Left Termination of the query pattern reverse_in_2(g, a) w.r.t. the given Prolog program could successfully be proven:

0 Prolog
1 PrologToPrologProblemTransformerProof (⇐)
2 Prolog
3 PrologToPiTRSProof (⇐)
4 PiTRS
5 DependencyPairsProof (⇔)
6 PiDP
7 DependencyGraphProof (⇔)
8 PiDP
9 UsableRulesProof (⇔)
10 PiDP
11 PiDPToQDPProof (⇐)
12 QDP
13 QDPSizeChangeProof (⇔)
14 YES

(0) Obligation:

Clauses:

reverse(X1s, X2s) :- reverse(X1s, [], X2s).
reverse([], Xs, Xs).
reverse(.(X, X1s), X2s, Ys) :- reverse(X1s, .(X, X2s), Ys).

Queries:

reverse(g,a).

(1) PrologToPrologProblemTransformerProof (SOUND transformation)

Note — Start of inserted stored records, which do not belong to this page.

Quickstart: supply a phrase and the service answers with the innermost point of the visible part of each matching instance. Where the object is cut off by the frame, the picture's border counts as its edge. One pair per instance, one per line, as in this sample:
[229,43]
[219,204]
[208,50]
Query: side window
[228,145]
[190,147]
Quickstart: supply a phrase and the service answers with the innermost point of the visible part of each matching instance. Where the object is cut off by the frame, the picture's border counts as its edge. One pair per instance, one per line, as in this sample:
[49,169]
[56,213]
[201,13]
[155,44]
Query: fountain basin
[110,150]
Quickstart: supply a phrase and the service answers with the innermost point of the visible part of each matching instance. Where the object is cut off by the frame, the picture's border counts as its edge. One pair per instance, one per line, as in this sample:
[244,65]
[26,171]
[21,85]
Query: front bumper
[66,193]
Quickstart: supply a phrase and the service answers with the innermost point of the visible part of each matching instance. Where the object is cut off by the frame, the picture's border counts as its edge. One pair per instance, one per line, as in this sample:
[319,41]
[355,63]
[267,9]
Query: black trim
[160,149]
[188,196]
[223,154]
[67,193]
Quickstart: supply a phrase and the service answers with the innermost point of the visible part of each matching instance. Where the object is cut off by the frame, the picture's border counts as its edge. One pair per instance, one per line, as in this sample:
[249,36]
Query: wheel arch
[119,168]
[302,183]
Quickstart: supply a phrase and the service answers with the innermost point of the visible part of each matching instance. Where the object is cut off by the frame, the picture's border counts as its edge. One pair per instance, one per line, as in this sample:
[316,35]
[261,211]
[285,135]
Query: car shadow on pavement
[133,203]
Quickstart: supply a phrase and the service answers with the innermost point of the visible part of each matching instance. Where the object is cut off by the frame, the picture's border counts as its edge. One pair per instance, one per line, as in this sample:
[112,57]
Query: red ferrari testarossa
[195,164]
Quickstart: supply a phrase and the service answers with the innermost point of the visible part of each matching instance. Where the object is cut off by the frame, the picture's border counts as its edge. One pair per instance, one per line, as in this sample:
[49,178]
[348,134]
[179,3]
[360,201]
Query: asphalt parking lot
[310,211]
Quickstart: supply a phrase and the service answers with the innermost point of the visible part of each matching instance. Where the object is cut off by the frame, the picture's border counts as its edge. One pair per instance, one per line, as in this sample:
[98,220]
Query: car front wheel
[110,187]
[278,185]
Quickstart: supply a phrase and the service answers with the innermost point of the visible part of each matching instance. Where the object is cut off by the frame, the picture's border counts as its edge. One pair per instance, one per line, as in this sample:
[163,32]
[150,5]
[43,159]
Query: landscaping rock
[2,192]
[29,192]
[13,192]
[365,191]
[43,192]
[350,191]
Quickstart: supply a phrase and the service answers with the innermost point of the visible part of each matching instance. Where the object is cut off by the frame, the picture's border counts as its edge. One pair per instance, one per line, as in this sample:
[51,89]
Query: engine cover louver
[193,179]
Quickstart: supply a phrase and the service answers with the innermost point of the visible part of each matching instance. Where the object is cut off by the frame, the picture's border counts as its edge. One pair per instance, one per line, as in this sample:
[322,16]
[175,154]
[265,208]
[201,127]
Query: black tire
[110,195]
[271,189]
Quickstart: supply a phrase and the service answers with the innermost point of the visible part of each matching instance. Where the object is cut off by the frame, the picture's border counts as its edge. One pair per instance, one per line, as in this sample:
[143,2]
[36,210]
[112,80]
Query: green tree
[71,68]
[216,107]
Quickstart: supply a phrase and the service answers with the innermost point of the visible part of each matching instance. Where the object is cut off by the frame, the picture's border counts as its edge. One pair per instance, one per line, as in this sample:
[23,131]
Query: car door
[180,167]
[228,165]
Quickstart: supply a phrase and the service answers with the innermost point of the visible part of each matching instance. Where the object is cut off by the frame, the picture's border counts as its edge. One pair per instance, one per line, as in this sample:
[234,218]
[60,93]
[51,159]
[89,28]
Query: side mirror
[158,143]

Built Prolog problem from termination graph.

(2) Obligation:

Clauses:

reverse68([], T397, T398, .(T397, T398)).
reverse68(.(T409, T410), T411, T412, T414) :- reverse68(T410, T409, .(T411, T412), T414).
reverse1([], []).
reverse1(.(T24, []), .(T24, [])).
reverse1(.(T51, .(T50, [])), .(T50, .(T51, []))).
reverse1(.(T88, .(T87, .(T86, []))), .(T86, .(T87, .(T88, [])))).
reverse1(.(T135, .(T134, .(T133, .(T132, [])))), .(T132, .(T133, .(T134, .(T135, []))))).
reverse1(.(T192, .(T191, .(T190, .(T189, .(T188, []))))), .(T188, .(T189, .(T190, .(T191, .(T192, [])))))).
reverse1(.(T259, .(T258, .(T257, .(T256, .(T255, .(T254, [])))))), .(T254, .(T255, .(T256, .(T257, .(T258, .(T259, []))))))).
reverse1(.(T336, .(T335, .(T334, .(T333, .(T332, .(T331, .(T330, []))))))), .(T330, .(T331, .(T332, .(T333, .(T334, .(T335, .(T336, [])))))))).
reverse1(.(T365, .(T364, .(T363, .(T362, .(T361, .(T360, .(T359, .(T357, T358)))))))), T367) :- reverse68(T358, T357, .(T359, .(T360, .(T361, .(T362, .(T363, .(T364, .(T365, []))))))), T367).

Queries:

reverse1(g,a).

(3) PrologToPiTRSProof (SOUND transformation)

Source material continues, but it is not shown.